A rough ride from reviewers?


Reviewers to date have plunged their darts into the neck of this beast but it is not dead. To start with, they have been careless with their facts.

Jacques Prévert did contribute to the writing it seems, though I agree it lacks sparkle, but could not be credited because he was receiving sickness benefit that barred him from paid work.

Odile Le Flem was not the wife of Henri Châtelard but his live-in mistress. That was why he could not show his face at her father’s funeral and instead had to lurk in the café round the corner where he first saw Marie. As a mistress, Odile was free to leave Henri (and Marie was free to replace her).
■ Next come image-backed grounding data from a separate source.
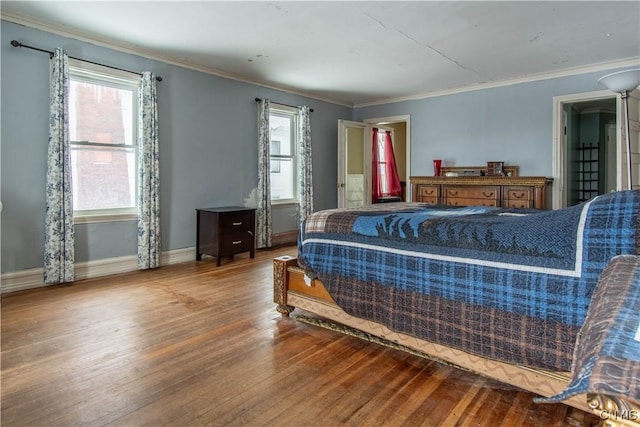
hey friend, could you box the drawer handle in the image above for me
[424,190,434,195]
[449,190,458,196]
[232,240,242,245]
[512,192,525,199]
[232,222,243,226]
[482,191,495,198]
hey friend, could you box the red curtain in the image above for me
[371,128,402,203]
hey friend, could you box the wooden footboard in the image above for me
[273,256,640,427]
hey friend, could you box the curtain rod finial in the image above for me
[10,40,21,47]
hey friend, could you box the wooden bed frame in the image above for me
[274,255,640,427]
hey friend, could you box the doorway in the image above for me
[563,97,616,206]
[554,91,622,208]
[337,115,410,208]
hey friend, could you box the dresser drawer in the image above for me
[443,185,500,206]
[417,185,439,203]
[444,186,499,200]
[503,186,534,208]
[444,197,500,207]
[503,200,533,209]
[220,211,254,233]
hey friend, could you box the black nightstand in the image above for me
[195,207,256,266]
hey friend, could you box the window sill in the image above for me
[74,213,138,224]
[271,200,299,208]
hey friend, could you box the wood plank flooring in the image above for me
[1,246,601,427]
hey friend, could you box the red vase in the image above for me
[433,159,442,176]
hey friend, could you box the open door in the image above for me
[553,90,639,208]
[337,121,398,208]
[338,120,370,208]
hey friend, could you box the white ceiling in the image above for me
[2,1,639,106]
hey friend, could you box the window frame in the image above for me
[68,59,141,224]
[269,104,299,204]
[375,132,390,196]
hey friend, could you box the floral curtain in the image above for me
[44,48,75,284]
[297,106,313,222]
[256,99,272,248]
[137,72,161,269]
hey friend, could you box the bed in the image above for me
[273,190,640,425]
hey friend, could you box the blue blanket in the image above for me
[536,255,640,404]
[351,203,581,270]
[299,190,640,327]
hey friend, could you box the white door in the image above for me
[553,91,636,208]
[338,120,369,208]
[338,121,399,208]
[338,117,410,208]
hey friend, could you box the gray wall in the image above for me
[354,71,631,177]
[1,20,632,275]
[1,21,351,273]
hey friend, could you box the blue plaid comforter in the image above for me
[537,255,640,404]
[299,190,639,327]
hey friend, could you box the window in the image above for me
[375,131,390,195]
[269,106,298,201]
[68,60,140,220]
[270,140,282,173]
[372,127,402,203]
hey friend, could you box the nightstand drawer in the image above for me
[219,232,254,255]
[220,211,254,233]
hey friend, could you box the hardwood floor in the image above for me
[1,246,600,427]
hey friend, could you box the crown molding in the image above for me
[354,57,640,108]
[4,9,638,110]
[1,10,353,108]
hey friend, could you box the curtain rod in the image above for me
[254,97,313,112]
[10,40,163,82]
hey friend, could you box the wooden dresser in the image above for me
[196,207,255,266]
[411,176,553,209]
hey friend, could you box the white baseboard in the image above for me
[0,246,197,294]
[1,268,44,294]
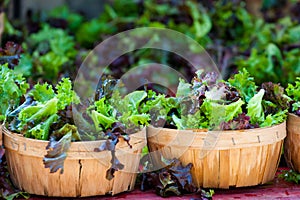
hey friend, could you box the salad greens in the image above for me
[0,64,29,122]
[141,157,214,199]
[141,158,197,197]
[228,68,257,103]
[90,87,150,180]
[286,78,300,116]
[279,170,300,184]
[247,89,265,124]
[15,78,79,140]
[144,69,289,130]
[22,25,77,82]
[141,90,179,128]
[5,78,80,174]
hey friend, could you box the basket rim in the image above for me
[2,126,145,145]
[288,113,300,119]
[147,122,286,149]
[2,126,146,155]
[147,121,286,133]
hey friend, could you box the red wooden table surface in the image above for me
[23,168,300,200]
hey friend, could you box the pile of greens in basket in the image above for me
[286,78,300,116]
[5,76,149,179]
[142,68,290,130]
[0,64,29,122]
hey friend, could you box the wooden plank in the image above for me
[219,150,230,188]
[203,150,219,188]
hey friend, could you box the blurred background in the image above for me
[0,0,299,91]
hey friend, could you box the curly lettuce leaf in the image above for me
[172,110,208,130]
[94,97,114,117]
[261,110,287,127]
[201,98,244,128]
[94,122,131,180]
[128,114,150,126]
[91,110,117,131]
[141,158,197,197]
[17,78,79,140]
[286,78,300,101]
[219,113,258,130]
[261,82,290,114]
[228,68,257,102]
[118,91,150,128]
[247,89,265,124]
[191,70,219,98]
[0,64,29,120]
[29,82,55,103]
[56,78,80,110]
[43,124,81,174]
[141,90,178,127]
[286,78,300,114]
[51,124,81,141]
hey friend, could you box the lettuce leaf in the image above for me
[91,110,117,131]
[29,82,55,103]
[16,78,79,141]
[261,110,287,127]
[219,113,258,130]
[201,98,244,128]
[56,78,80,110]
[287,78,300,101]
[141,158,197,197]
[172,110,208,130]
[18,97,58,130]
[123,90,147,112]
[247,89,265,124]
[94,97,113,117]
[286,78,300,114]
[26,114,58,140]
[0,64,29,121]
[43,132,72,174]
[228,68,257,102]
[261,82,290,115]
[176,78,191,97]
[141,90,178,127]
[128,114,150,126]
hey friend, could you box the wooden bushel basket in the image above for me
[285,113,300,171]
[147,122,286,188]
[3,127,146,197]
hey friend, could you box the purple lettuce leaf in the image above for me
[43,132,72,174]
[94,122,131,180]
[141,158,197,197]
[261,82,290,115]
[219,113,258,130]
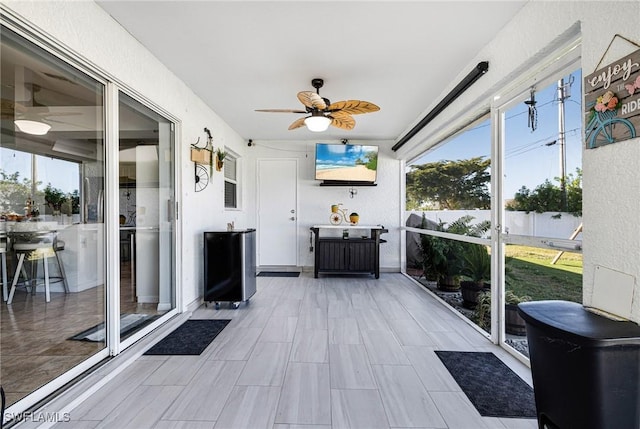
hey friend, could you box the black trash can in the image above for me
[518,300,640,429]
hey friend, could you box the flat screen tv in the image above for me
[315,143,379,185]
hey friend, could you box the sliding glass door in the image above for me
[118,92,176,341]
[1,24,107,408]
[0,21,178,416]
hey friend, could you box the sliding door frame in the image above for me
[1,6,182,416]
[491,53,582,363]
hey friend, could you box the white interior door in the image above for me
[257,159,298,266]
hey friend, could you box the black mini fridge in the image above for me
[204,229,256,309]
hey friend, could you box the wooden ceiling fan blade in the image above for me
[329,111,355,130]
[1,99,27,115]
[255,108,307,113]
[328,100,380,114]
[297,91,327,110]
[288,117,307,130]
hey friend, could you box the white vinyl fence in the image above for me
[407,210,583,240]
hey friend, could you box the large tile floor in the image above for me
[48,273,537,429]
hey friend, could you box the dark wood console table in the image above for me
[310,225,388,279]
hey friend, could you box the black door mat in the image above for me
[257,271,300,277]
[435,351,537,418]
[144,319,231,355]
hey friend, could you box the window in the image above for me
[224,152,238,208]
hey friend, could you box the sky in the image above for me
[1,149,80,194]
[411,69,583,200]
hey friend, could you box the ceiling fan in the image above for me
[255,78,380,132]
[1,83,78,135]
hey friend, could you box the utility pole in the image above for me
[557,78,568,211]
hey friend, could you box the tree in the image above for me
[507,169,582,216]
[406,157,491,210]
[0,170,34,214]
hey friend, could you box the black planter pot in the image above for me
[505,303,527,336]
[460,281,485,309]
[437,275,460,292]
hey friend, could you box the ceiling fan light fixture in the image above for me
[304,114,331,132]
[14,119,51,135]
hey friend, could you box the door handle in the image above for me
[290,217,295,221]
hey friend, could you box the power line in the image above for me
[504,127,581,160]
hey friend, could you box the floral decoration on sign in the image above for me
[594,90,620,113]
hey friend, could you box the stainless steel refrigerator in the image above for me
[203,229,256,309]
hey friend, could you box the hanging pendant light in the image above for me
[14,118,51,135]
[304,112,331,132]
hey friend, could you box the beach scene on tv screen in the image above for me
[316,144,378,182]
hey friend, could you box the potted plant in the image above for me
[44,184,67,216]
[406,257,424,278]
[419,215,490,292]
[472,290,531,335]
[472,290,492,331]
[349,212,359,224]
[460,243,491,308]
[419,232,447,284]
[504,290,531,336]
[215,148,227,171]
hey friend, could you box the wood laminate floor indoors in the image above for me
[0,260,162,406]
[39,273,537,429]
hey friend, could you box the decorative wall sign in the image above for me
[190,147,211,164]
[194,164,209,192]
[191,127,214,191]
[584,46,640,149]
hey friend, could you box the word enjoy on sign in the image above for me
[586,57,640,90]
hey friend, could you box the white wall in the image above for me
[397,1,640,322]
[3,1,250,309]
[244,140,402,271]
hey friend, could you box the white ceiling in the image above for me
[97,1,527,143]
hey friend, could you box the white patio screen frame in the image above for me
[492,53,582,360]
[403,37,582,365]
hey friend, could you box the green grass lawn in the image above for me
[505,245,582,303]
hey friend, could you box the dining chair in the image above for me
[7,231,67,304]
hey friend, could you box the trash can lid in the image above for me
[518,300,640,345]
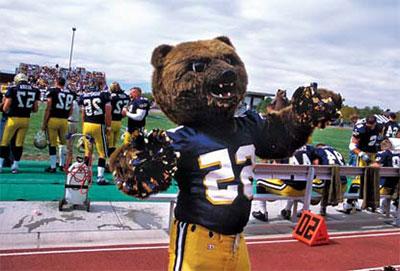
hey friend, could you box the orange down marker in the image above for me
[292,210,329,246]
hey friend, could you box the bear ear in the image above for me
[151,44,173,68]
[215,36,235,48]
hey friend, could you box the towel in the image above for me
[360,167,380,210]
[321,166,343,207]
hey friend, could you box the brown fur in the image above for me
[152,37,247,125]
[267,89,289,112]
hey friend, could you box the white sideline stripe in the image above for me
[351,264,400,271]
[0,245,169,257]
[1,231,399,257]
[247,232,400,245]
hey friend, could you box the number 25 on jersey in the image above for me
[198,145,255,205]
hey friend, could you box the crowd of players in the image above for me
[0,73,151,186]
[0,73,399,218]
[252,111,399,221]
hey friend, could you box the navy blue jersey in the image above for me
[47,87,76,119]
[166,111,269,235]
[111,91,130,121]
[127,97,151,132]
[375,149,400,168]
[384,121,399,138]
[289,144,316,165]
[5,82,40,118]
[314,145,347,184]
[352,121,384,153]
[314,145,346,166]
[376,149,400,186]
[78,91,111,124]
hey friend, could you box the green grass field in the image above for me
[18,103,352,160]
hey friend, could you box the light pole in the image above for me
[68,27,76,70]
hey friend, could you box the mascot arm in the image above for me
[109,129,178,199]
[256,85,342,159]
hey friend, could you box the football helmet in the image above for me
[110,81,121,92]
[34,131,48,149]
[14,73,28,84]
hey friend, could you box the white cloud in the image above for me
[0,0,399,110]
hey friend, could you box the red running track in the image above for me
[1,230,399,271]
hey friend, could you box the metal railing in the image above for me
[147,164,400,228]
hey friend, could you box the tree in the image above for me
[256,97,272,113]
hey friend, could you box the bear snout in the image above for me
[219,69,237,84]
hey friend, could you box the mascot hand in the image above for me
[291,84,342,128]
[109,129,178,199]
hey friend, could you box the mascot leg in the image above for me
[168,220,250,271]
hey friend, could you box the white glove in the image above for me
[358,151,371,163]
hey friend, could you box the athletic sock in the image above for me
[59,145,66,166]
[254,200,267,214]
[285,200,294,211]
[0,157,4,169]
[50,155,57,169]
[12,160,19,170]
[97,166,105,178]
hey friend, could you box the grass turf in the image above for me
[0,160,178,201]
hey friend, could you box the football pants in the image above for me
[108,120,122,148]
[348,153,376,194]
[255,178,306,197]
[47,117,68,146]
[82,122,107,159]
[0,117,29,147]
[123,128,142,145]
[169,220,250,271]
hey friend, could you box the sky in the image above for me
[0,0,399,110]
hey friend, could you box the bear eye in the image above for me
[192,61,206,72]
[225,56,237,65]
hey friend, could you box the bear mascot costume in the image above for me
[110,36,342,270]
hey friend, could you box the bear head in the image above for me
[151,36,248,126]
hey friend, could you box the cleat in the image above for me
[252,211,268,222]
[96,176,109,185]
[59,166,65,172]
[341,202,353,214]
[11,168,19,174]
[297,210,303,218]
[280,209,291,220]
[44,167,57,173]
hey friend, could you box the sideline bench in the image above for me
[148,164,400,229]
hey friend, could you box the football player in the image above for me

As to the fantasies of the characters, where Henri dreams of grass skirts in Tahiti while Odile dreams of a scent shop in Paris, they reveal inner conflicts and at the same time are intentionally banal. These people are small players in a provincial backwater, not poets or intellectuals.

The Simenon book I have not read (is life long enough to read them all?) but would by no means take it as axiomatic that his stories without a serious crime are weaker. They may not appeal to some tastes but that does not mean they are worse. The precise evocation of a milieu and the penetrating gaze into human weaknesses are still there.